A collection of PyTorch Lightning plugins and utilities for cloud-native machine learning, with a focus on Azure Blob Storage integration and experiment tracking.

Features

  • AzureBlobCheckpointIO - PyTorch Lightning checkpoint plugin for Azure Blob Storage with content-addressable naming
  • AzureBlobDataset - Efficient dataset class for loading files from Azure Blob Storage with local caching
  • SQLiteLogger - Custom Lightning logger with SQLite backend for local experiment tracking and hyperparameter management

Quick Start

AzureBlobCheckpointIO

This plugin takes care of saving Lightning model checkpoints into Azure blob storage.

Checkpoint names are optionally suffixed with a content hash that makes them unique, and can carry metadata on metric of interest (e.g. validation loss).

We also provide a convenience function for retrieving the checkpoint and loading it back into Pytorch for inference.

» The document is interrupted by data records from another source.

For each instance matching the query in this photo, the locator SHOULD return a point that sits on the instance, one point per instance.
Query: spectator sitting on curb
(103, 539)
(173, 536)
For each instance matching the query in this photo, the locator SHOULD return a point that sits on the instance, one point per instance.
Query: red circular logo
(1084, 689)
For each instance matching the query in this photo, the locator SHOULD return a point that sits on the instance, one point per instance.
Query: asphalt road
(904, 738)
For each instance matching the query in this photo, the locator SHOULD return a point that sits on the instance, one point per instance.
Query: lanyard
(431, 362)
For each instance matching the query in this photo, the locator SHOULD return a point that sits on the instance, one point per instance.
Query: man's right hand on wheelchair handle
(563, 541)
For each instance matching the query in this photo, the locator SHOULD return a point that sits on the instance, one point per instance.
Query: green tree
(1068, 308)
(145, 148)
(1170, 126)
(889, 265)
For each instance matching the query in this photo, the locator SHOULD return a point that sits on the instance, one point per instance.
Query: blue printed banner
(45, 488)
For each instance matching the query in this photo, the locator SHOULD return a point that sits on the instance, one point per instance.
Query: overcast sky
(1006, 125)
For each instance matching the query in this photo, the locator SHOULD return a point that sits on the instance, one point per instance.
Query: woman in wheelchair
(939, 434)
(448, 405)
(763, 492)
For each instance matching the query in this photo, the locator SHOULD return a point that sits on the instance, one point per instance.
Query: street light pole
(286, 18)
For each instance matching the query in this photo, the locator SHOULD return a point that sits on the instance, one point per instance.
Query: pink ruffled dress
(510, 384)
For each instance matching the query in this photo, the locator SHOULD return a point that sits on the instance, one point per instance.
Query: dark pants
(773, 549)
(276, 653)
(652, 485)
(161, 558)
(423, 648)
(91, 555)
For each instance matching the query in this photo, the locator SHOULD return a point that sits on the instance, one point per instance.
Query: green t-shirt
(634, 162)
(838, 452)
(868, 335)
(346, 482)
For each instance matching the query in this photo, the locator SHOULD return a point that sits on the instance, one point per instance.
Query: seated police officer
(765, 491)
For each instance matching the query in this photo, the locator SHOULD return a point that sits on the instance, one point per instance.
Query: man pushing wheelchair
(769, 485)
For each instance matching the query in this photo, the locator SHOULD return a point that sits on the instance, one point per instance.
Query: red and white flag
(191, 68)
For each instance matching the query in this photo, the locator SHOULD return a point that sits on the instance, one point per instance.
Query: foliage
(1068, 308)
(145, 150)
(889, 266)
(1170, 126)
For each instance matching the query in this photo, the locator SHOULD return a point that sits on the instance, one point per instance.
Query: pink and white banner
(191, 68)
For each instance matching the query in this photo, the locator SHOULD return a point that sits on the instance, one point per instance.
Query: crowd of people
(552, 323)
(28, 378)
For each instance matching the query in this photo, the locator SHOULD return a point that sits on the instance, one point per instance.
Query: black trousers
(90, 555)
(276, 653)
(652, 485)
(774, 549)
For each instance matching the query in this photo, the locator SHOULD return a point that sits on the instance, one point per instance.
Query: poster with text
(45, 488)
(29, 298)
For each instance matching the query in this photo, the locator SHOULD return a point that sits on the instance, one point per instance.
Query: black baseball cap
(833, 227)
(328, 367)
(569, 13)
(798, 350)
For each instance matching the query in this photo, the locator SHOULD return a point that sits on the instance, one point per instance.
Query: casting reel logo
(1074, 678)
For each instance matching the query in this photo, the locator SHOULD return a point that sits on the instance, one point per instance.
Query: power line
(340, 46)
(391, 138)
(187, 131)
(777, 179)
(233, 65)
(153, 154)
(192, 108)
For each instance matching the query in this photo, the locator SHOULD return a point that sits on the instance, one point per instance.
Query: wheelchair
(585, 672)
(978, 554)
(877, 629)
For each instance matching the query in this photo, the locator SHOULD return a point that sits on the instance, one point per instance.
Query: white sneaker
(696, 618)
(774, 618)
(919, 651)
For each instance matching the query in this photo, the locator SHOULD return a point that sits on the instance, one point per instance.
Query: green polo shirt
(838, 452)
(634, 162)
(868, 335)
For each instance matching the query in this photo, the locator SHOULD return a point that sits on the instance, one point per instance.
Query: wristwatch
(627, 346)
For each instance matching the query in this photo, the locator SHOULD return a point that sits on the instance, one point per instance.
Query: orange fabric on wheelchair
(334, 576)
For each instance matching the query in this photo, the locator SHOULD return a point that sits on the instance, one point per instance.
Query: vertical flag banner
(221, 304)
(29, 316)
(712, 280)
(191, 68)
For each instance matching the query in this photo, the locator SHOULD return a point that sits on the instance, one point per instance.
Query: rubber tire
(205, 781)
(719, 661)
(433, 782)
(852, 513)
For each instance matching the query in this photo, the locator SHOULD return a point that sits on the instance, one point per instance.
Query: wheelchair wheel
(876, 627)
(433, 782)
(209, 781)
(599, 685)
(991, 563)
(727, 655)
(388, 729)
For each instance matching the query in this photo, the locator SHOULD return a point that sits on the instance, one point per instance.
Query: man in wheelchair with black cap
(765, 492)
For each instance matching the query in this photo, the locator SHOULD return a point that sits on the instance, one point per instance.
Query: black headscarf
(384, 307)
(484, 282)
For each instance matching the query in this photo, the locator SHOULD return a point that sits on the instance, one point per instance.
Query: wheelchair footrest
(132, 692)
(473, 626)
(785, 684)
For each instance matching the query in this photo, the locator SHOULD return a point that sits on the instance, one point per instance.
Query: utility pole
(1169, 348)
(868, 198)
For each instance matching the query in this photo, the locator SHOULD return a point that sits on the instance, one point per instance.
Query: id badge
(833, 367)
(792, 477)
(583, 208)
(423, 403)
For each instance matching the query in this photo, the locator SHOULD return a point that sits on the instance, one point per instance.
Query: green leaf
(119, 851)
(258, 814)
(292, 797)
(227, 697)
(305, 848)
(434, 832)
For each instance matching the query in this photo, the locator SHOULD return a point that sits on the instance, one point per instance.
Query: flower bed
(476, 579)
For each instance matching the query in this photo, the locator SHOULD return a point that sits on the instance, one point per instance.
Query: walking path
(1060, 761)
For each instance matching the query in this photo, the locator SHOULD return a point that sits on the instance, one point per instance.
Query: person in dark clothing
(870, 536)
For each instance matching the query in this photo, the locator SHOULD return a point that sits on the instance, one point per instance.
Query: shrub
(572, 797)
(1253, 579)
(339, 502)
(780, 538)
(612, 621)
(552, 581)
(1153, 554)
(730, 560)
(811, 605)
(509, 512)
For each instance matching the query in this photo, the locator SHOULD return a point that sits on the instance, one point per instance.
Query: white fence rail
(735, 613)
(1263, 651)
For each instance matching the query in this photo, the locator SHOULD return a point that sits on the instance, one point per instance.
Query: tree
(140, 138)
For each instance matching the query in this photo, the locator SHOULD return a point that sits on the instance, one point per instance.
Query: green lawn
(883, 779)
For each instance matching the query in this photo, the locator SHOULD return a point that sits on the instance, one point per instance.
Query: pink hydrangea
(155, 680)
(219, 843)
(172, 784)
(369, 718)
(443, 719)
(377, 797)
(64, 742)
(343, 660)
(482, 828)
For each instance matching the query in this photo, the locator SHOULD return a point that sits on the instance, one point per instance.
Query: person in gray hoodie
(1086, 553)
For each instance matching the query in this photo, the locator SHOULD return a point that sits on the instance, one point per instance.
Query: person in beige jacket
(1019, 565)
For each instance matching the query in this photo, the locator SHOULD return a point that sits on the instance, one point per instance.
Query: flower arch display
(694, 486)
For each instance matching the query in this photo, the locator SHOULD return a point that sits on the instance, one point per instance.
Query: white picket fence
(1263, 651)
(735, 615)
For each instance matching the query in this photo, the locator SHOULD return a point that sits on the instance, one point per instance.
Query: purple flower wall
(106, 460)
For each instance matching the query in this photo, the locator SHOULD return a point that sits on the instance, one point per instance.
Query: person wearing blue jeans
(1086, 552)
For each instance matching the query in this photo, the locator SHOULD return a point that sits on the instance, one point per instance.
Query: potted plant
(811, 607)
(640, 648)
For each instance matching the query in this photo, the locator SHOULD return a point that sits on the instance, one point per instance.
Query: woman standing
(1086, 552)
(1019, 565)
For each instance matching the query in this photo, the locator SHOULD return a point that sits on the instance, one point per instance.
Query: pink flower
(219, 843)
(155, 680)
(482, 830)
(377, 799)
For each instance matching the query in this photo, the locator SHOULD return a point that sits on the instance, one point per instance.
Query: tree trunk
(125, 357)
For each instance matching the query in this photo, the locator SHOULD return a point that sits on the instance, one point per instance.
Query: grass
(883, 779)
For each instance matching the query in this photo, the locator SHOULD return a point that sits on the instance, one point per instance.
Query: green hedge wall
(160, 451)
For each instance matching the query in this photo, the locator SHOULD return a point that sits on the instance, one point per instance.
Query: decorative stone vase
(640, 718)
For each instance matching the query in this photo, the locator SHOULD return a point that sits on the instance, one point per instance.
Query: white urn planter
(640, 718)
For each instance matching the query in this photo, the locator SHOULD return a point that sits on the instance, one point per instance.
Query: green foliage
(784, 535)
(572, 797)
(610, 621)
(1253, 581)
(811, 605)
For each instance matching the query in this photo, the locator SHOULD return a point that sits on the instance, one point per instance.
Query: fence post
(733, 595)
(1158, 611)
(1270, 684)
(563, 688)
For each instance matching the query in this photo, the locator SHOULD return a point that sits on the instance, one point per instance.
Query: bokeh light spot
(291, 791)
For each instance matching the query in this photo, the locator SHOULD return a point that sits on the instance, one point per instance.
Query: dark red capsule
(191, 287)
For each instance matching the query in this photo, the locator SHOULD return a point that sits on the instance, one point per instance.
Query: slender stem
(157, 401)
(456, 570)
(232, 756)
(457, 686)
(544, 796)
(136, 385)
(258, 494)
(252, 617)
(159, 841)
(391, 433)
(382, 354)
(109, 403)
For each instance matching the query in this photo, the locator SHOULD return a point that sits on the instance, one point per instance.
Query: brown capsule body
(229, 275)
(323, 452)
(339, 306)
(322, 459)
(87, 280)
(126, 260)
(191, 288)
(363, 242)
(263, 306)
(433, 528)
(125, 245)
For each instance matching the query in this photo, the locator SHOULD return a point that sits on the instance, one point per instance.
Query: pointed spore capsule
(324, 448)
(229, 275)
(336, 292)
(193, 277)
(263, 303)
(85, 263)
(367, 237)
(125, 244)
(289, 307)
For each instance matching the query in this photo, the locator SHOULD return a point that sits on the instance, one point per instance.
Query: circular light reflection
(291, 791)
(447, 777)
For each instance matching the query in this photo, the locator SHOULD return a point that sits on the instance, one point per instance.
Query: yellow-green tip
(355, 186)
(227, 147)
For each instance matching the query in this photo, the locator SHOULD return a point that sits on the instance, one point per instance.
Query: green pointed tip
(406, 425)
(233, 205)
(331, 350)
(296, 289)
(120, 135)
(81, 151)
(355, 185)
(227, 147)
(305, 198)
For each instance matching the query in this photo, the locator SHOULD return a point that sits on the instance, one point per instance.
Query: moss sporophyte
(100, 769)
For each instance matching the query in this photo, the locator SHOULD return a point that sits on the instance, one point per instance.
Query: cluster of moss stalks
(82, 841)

from azure.storage.blob import BlobServiceClient
from lightning import Trainer
from lightning.extra.azure.blob import AzureBlobCheckpointIO

# Setup Azure container
blob_service_client = BlobServiceClient.from_connection_string(
    connection_string
)
container = blob_service_client.get_container_client("checkpoints")

# Create checkpoint plugin
checkpoint_io = AzureBlobCheckpointIO(
    container=container,
    prefix="experiments/exp-001/",
    use_content_hash=True
)

# Use with trainer
trainer = Trainer(
    plugins=[checkpoint_io],
    max_epochs=100
)

trainer.fit(model, train_loader, val_loader)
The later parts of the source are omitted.